If system builders can promise customers good file compatibility with Word and Excel, the sale could be easier. Denly promises "very good compatibility, nearly 95 percent," and said Corel users can save documents and spreadsheets in .doc or .xl file formats.

Even given the huge price differential, Corel has its work cut out for it. "People ask for Word and Office by name. We've stocked other stuff, and it just sits there," said David Bolling, president of Northern Computer Technologies, a Burnsville, Minn.-based system builder.

Microsoft Office's marketshare dominance is so great, long ago passing the 90 percent mark, that most analysts have stopped computing those figures. But the vendor recognizes its lock on system builders isn't certain, and last week it blinked, saying it would offer user rebates of up to $40 on certain preloaded Office 2003 editions starting Sept. 1, a move system builders said would help them better compete.

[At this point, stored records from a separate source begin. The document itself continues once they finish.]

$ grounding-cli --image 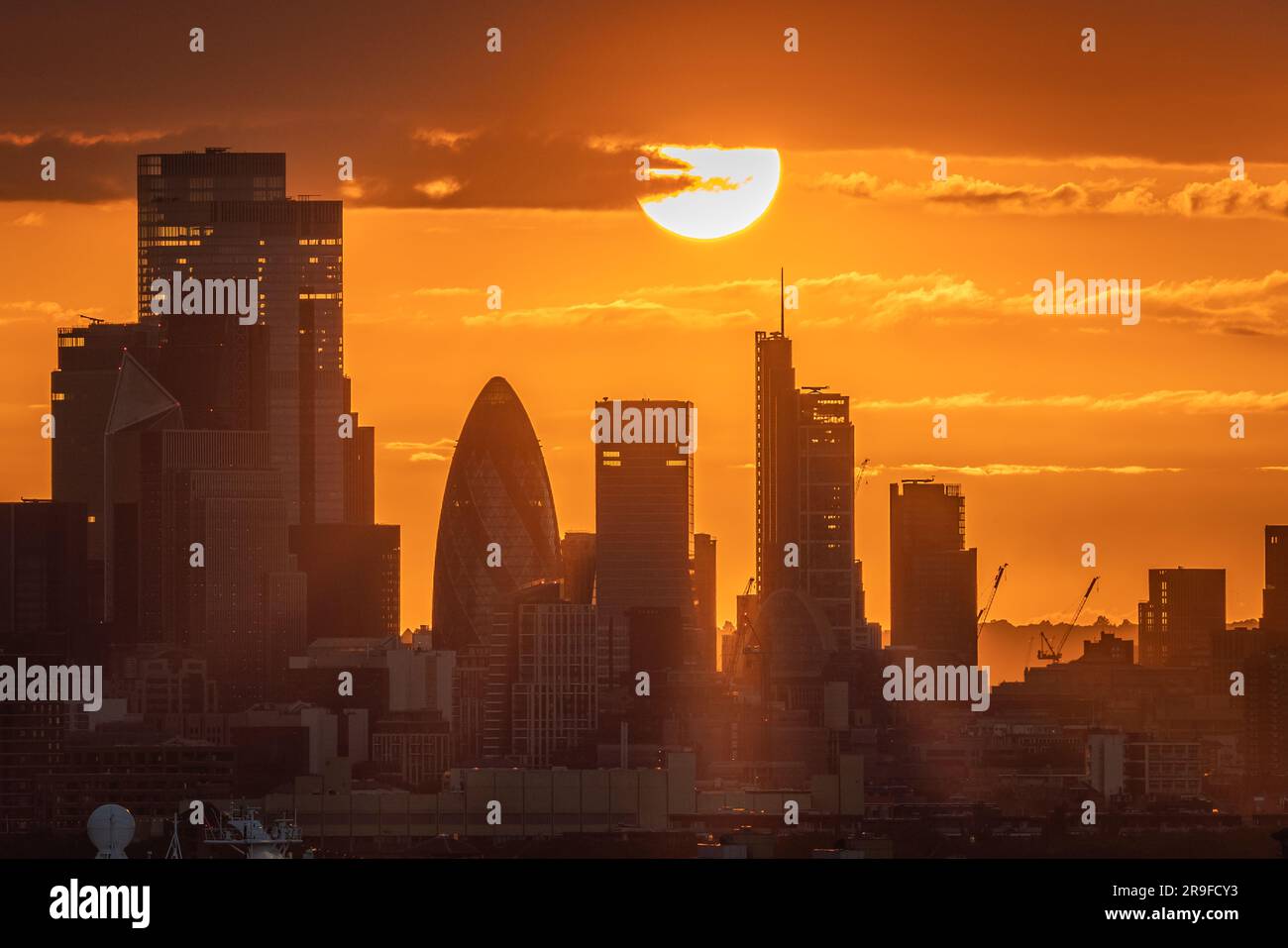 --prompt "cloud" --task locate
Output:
[458,270,1288,336]
[870,464,1185,477]
[385,438,456,460]
[806,164,1288,220]
[851,389,1288,413]
[1167,177,1288,220]
[0,300,103,323]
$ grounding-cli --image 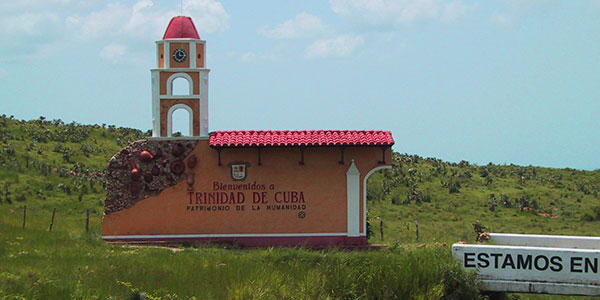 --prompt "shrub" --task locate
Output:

Moreover, while Microsoft publicly proclaims great success with the run rate of Office 2003, available since October, sources say there is private concern about actual deployment figures. In short, many companies that have licensed the latest release have not deployed it broadly. Microsoft insiders also worry about the high number of Office users still on Office 2000. They maintain that interlopers StarOffice from Sun Microsystems and the open-source OpenOffice are on feature-parity with that offering and are watching developments there carefully.

"When StarOffice catches up to Office XP, they might start seeing defections," said one Microsoft source. A Sun spokeswoman said there have been 40 million downloads of StarOffice and OpenOffice to date.